本来想着有亲姐妹的身份在那里搁着、这样事情就可以完美解决,既没了姐姐的名声危机,她对姐姐的心思也可以继续藏的完美。可惜当新闻传出去之后涂山容容才发现自己又下了步昏招。

「震惊!大当家二当家姬情被爆,二当家亲口承认!!」

……

…………

………………

该,说些什么好呢。

真真没想到现在的民风竟然这么开放、连这种思路都有狐狸可以想的出来。还偏偏在这种时候,要死不死的,涂山雅雅睡醒了。出门时候下人偷偷望过来暧昧眼神盯的涂山雅雅是浑身不自在,却也没多思考,只是想起来些什么事情要去找容容。就那么一问:老二在哪?

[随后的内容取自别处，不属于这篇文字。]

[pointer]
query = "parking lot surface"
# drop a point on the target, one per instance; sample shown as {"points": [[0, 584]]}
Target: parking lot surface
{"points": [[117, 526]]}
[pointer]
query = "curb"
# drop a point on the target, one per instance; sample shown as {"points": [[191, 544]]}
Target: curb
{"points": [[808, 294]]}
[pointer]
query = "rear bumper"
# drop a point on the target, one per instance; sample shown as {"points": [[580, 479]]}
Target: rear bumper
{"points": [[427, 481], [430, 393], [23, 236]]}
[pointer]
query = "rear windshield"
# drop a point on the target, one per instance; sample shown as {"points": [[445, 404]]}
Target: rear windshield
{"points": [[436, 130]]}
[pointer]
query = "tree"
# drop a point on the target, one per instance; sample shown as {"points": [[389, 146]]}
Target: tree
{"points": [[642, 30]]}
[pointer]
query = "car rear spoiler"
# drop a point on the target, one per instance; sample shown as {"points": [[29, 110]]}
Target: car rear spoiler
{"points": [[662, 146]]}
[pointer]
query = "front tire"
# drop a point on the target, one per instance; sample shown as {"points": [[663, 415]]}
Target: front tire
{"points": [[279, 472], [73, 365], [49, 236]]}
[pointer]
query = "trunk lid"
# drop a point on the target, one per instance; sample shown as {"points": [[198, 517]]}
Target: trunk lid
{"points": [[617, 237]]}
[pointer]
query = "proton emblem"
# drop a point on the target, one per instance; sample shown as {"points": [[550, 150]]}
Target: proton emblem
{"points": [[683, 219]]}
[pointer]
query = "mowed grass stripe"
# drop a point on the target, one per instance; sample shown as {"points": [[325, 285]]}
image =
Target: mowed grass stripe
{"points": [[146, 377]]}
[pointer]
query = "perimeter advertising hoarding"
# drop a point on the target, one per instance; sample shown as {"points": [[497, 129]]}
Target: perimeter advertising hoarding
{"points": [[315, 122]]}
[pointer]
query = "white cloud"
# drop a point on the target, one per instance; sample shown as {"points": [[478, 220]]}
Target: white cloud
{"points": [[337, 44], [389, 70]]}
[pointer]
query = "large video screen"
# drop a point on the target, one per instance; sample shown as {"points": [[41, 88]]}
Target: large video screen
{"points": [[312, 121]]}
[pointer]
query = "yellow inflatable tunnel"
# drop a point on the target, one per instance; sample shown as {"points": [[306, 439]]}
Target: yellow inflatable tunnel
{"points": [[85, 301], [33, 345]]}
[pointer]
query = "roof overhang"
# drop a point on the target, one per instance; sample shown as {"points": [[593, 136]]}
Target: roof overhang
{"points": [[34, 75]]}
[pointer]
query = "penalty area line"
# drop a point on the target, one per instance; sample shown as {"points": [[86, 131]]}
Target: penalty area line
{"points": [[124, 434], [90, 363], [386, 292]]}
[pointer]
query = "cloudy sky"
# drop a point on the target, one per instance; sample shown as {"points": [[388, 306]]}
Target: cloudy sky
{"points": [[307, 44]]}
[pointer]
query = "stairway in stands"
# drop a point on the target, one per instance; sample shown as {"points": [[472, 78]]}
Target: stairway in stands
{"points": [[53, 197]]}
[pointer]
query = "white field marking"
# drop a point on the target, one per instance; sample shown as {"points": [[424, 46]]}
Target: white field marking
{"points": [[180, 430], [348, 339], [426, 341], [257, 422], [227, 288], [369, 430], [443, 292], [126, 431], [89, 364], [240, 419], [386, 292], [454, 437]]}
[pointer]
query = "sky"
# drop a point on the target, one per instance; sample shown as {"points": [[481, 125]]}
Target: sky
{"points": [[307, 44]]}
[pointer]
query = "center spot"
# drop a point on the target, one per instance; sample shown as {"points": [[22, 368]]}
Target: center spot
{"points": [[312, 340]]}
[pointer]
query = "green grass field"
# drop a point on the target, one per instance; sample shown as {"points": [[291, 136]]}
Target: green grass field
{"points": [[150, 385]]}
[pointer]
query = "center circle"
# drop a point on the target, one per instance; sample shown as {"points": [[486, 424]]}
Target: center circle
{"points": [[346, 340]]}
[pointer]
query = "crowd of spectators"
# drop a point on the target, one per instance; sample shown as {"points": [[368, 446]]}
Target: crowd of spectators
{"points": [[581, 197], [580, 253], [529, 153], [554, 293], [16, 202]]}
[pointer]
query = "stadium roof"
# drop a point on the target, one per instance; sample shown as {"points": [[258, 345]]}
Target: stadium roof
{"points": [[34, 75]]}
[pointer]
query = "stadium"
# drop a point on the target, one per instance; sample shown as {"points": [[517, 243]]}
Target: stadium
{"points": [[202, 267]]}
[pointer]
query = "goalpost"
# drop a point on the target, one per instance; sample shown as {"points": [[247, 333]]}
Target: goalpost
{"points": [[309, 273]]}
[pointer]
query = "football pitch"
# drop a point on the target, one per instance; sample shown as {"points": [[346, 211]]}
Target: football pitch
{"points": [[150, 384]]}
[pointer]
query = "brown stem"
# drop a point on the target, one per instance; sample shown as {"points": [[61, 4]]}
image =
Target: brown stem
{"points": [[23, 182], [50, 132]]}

这下实锤了。这八卦够侃一年了。整个涂山跟过年一样炸开了锅,那些涂山雅雅私底下的追求者爱慕者粉丝后援会们和涂山容容私底下的追求者爱慕者粉丝后援会们现在是大街上碰到都分外眼红,心里的心酸苦楚说个三天三夜说不完。

不过待到涂山雅雅也弄清楚发生了什么、这个当事人却是出乎意料的淡定万分,连容容过来问她对这事想要个怎么样的处理结果时候都不甚在意。只难得的没有用传音之术,涂山雅雅扬了唇:看着办。我倒不介意和你有这么个夫妻名头挡下那些来整联姻的烦人妖怪。